Sudan reshuffles government, hoping to appease protesters
CAIRO (AP) — Sudan’s transitional government announced a major Cabinet reshuffle on Thursday, hoping to defuse public discontent over economic collapse and other crises that have tested the country’s path toward democracy.
Prime Minister Abdalla Hamdok accepted the resignation of six ministers, including the finance minister criticized for failing to rescue the plunging economy. He also dismissed the health minister in the wake of a coronavirus outbreak that has hit the country hard.
A government statement named the acting replacements for the seven posts, which also include foreign, energy, agriculture and transportation ministers.
“The trust that the people have given the transitional government obliges us to listen to the voice of the street,” said Hamdok, referring to the sweeping protest movement that toppled longtime autocrat Omar al-Bashir in April last year.
He added that the changes were aimed at meeting “accelerated economic and social changes.”
Following al-Bashir’s ouster, Sudan’s military and pro-democracy protesters reached a power-sharing agreement to form the Sovereign Council, made up of army generals and civilians, to rule the country until elections can be held in 2022. Still, the military has retained the upper hand in many ways.
The Cabinet shake-up was widely expected after hundreds of thousands rallied in Sudan’s major cities again on June 30 to pressure the government for reform. Protesters demanded the speedy appointment of civilian provincial governors, the formation of a legislative council and the completion of peace deals with rebels in the country’s restive provinces. At the time, Hamdok pledged to take “decisive steps” within two weeks.
Reshuffling gives the government room to appoint several ministers from rebel groups, as a condition of peace negotiations expected to conclude in the coming week. The Sudanese Revolutionary Front, an alliance of rebel groups, visited the capital of Khartoum this week to discuss a few outstanding points in the deal, such as rebels’ participation in the yet-to-be-formed legislative council.
Sudan has for decades been convulsed by insurgencies in the west and south, and last year’s power-sharing deal required the government reach a peace agreement within six months. Although the deadline has expired, Khartoum wants to ink a settlement and reduce military spending, which takes up 80% of the budget.

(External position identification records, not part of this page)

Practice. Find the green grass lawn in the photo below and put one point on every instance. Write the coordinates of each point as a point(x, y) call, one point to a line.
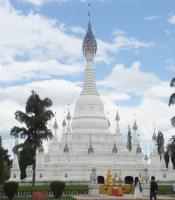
point(51, 198)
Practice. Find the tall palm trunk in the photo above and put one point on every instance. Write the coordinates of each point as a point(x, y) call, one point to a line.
point(34, 170)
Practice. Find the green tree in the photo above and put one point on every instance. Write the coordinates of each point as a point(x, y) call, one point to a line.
point(35, 129)
point(171, 149)
point(5, 163)
point(129, 138)
point(1, 163)
point(167, 158)
point(25, 159)
point(171, 145)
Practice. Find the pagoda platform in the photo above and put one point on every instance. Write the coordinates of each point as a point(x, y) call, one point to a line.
point(125, 197)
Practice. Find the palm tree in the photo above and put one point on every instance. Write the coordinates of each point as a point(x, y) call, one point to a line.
point(171, 145)
point(171, 149)
point(172, 101)
point(35, 128)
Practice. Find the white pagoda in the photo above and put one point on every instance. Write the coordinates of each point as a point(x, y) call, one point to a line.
point(87, 148)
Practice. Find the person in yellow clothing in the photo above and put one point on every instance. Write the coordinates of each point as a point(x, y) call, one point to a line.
point(138, 189)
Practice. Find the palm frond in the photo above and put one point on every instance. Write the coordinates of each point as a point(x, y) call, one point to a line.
point(19, 131)
point(172, 99)
point(173, 121)
point(22, 117)
point(47, 102)
point(172, 84)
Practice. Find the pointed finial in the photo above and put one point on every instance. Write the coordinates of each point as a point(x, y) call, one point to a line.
point(117, 118)
point(138, 150)
point(90, 149)
point(64, 122)
point(135, 127)
point(89, 13)
point(68, 114)
point(89, 46)
point(129, 127)
point(154, 137)
point(55, 125)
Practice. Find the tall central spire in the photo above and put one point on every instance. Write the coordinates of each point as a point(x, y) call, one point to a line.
point(89, 48)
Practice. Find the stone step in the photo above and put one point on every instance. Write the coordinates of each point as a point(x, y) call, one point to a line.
point(127, 197)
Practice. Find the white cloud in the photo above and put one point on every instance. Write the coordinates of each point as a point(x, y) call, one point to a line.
point(30, 43)
point(41, 2)
point(77, 29)
point(170, 65)
point(153, 17)
point(171, 19)
point(30, 70)
point(130, 79)
point(34, 36)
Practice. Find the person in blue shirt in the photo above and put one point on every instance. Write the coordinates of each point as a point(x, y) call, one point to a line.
point(153, 189)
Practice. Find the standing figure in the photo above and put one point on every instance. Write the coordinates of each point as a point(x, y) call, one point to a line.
point(138, 189)
point(153, 188)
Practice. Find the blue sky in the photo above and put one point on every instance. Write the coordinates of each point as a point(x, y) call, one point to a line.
point(40, 49)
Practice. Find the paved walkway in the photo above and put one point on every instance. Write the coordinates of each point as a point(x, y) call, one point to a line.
point(125, 197)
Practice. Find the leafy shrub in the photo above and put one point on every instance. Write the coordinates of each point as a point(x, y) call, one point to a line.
point(57, 188)
point(127, 188)
point(10, 189)
point(165, 187)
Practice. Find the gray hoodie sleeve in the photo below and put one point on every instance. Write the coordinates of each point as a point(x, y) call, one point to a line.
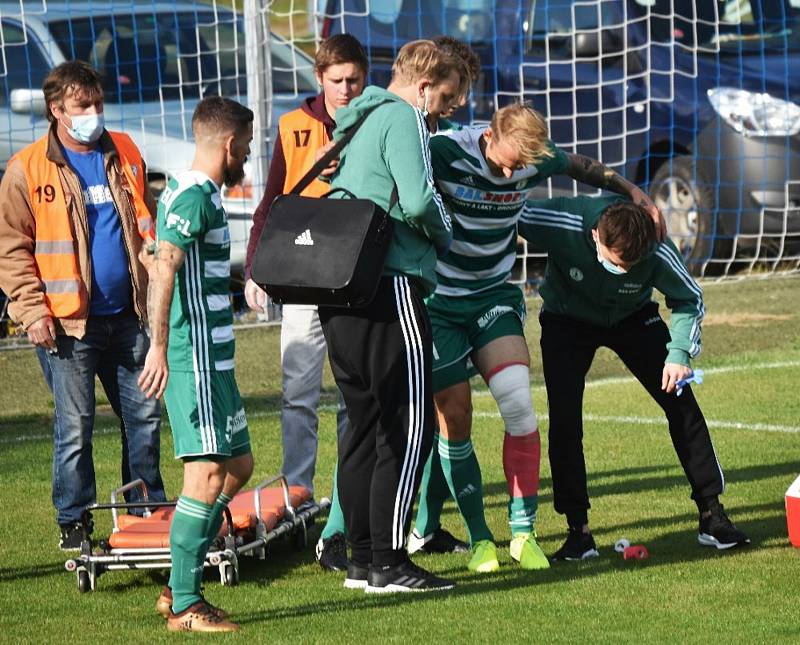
point(405, 149)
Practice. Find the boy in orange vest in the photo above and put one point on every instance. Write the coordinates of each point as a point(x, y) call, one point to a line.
point(75, 211)
point(341, 68)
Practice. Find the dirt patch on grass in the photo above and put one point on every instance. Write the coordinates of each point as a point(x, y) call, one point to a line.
point(744, 319)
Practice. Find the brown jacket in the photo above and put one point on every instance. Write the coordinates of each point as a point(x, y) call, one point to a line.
point(19, 277)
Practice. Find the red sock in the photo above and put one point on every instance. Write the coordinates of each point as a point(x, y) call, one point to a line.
point(521, 463)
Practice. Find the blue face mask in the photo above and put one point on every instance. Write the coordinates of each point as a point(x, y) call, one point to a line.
point(607, 264)
point(86, 128)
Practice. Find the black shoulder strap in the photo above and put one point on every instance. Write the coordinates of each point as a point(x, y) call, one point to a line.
point(323, 161)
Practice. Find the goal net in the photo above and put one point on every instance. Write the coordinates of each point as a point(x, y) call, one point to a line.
point(697, 102)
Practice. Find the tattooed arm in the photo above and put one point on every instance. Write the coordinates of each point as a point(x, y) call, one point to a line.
point(594, 173)
point(166, 262)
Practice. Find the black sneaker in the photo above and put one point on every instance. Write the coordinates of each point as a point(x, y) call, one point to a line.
point(332, 553)
point(440, 541)
point(718, 531)
point(404, 577)
point(71, 537)
point(357, 575)
point(578, 546)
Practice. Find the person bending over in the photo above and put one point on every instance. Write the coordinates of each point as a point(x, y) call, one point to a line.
point(603, 263)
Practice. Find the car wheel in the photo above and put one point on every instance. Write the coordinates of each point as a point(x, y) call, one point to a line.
point(686, 199)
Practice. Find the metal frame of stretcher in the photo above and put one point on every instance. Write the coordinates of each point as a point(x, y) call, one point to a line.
point(250, 527)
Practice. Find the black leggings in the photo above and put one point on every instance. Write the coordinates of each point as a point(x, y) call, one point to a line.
point(381, 359)
point(568, 348)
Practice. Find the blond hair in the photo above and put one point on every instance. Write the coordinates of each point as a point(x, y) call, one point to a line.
point(524, 129)
point(420, 59)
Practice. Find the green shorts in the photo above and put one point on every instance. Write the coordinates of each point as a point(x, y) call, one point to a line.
point(206, 415)
point(464, 324)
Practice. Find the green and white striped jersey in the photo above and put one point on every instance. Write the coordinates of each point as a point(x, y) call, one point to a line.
point(485, 210)
point(190, 216)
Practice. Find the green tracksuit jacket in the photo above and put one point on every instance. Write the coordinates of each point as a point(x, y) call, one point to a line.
point(391, 148)
point(577, 285)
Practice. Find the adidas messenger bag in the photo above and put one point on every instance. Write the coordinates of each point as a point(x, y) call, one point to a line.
point(320, 251)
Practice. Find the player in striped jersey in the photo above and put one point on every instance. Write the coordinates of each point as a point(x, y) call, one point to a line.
point(191, 353)
point(485, 176)
point(603, 264)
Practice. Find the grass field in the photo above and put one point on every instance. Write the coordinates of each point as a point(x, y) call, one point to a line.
point(682, 593)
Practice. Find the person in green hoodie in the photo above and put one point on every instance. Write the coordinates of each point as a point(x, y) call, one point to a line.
point(380, 354)
point(603, 263)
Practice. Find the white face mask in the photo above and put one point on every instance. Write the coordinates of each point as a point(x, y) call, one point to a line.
point(86, 128)
point(424, 108)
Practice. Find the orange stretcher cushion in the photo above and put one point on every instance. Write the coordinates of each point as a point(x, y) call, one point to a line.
point(153, 532)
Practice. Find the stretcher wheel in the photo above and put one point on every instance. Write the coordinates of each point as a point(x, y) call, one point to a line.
point(300, 536)
point(230, 576)
point(84, 584)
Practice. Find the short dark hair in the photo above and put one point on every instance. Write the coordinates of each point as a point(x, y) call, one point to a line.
point(71, 77)
point(459, 48)
point(221, 116)
point(627, 229)
point(339, 49)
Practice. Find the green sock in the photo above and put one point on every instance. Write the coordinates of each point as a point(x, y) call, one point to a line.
point(335, 523)
point(217, 516)
point(463, 475)
point(522, 513)
point(433, 493)
point(188, 541)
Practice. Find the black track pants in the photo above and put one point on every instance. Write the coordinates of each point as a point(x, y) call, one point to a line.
point(568, 348)
point(381, 359)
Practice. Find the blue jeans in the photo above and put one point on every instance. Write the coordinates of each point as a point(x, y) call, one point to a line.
point(114, 350)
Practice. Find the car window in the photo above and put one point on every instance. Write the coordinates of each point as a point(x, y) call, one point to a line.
point(23, 65)
point(389, 23)
point(171, 55)
point(552, 23)
point(737, 26)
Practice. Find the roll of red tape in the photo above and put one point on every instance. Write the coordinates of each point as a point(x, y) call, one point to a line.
point(635, 552)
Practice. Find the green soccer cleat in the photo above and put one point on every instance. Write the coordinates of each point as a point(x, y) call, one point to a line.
point(484, 557)
point(527, 552)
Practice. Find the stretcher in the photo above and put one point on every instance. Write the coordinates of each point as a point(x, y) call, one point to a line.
point(253, 519)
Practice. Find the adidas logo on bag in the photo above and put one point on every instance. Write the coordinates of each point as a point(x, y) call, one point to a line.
point(304, 239)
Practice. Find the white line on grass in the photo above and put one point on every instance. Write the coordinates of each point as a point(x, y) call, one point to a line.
point(729, 425)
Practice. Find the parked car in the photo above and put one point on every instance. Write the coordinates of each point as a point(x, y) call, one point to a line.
point(157, 59)
point(698, 101)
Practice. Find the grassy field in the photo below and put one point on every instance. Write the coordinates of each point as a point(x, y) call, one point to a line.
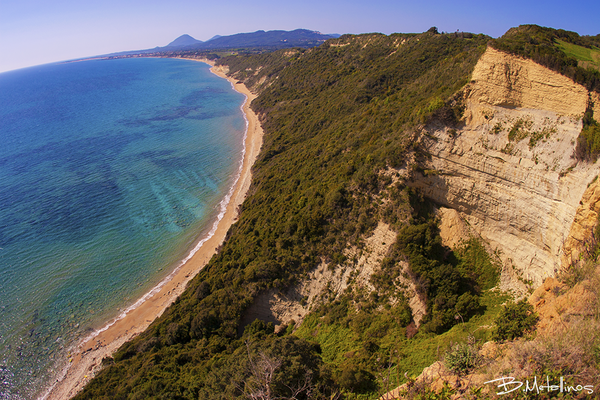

Heba Ali, a key official in the finance ministry, was appointed to replace Finance Minister Ibrahim Elbadawi, who inherited a collapsed economy after decades of mismanagement under al-Bashir. Elbadawi was spearheading ambitious economic reform plans sought by foreign donors and the International Monetary Fund, which included painful steps like the slashing of fuel and other subsidies.
Earlier this week, in a move toward restructuring Sudan’s unwieldy security apparatus, Hamdok fired the police chief and his deputy, apparently over ties to al-Bashir.
The reshuffle seems unlikely to satisfy demonstrators, said Osman Mirghani, a Sudanese analyst and the editor of the daily al-Tayar. Other key officials, such as the commerce minister, have kept their jobs despite calls for them to be dismissed.
“Hamdok was actually forced to do this,” he said. “But I do not think the government has any real road map for how to create deeper change.”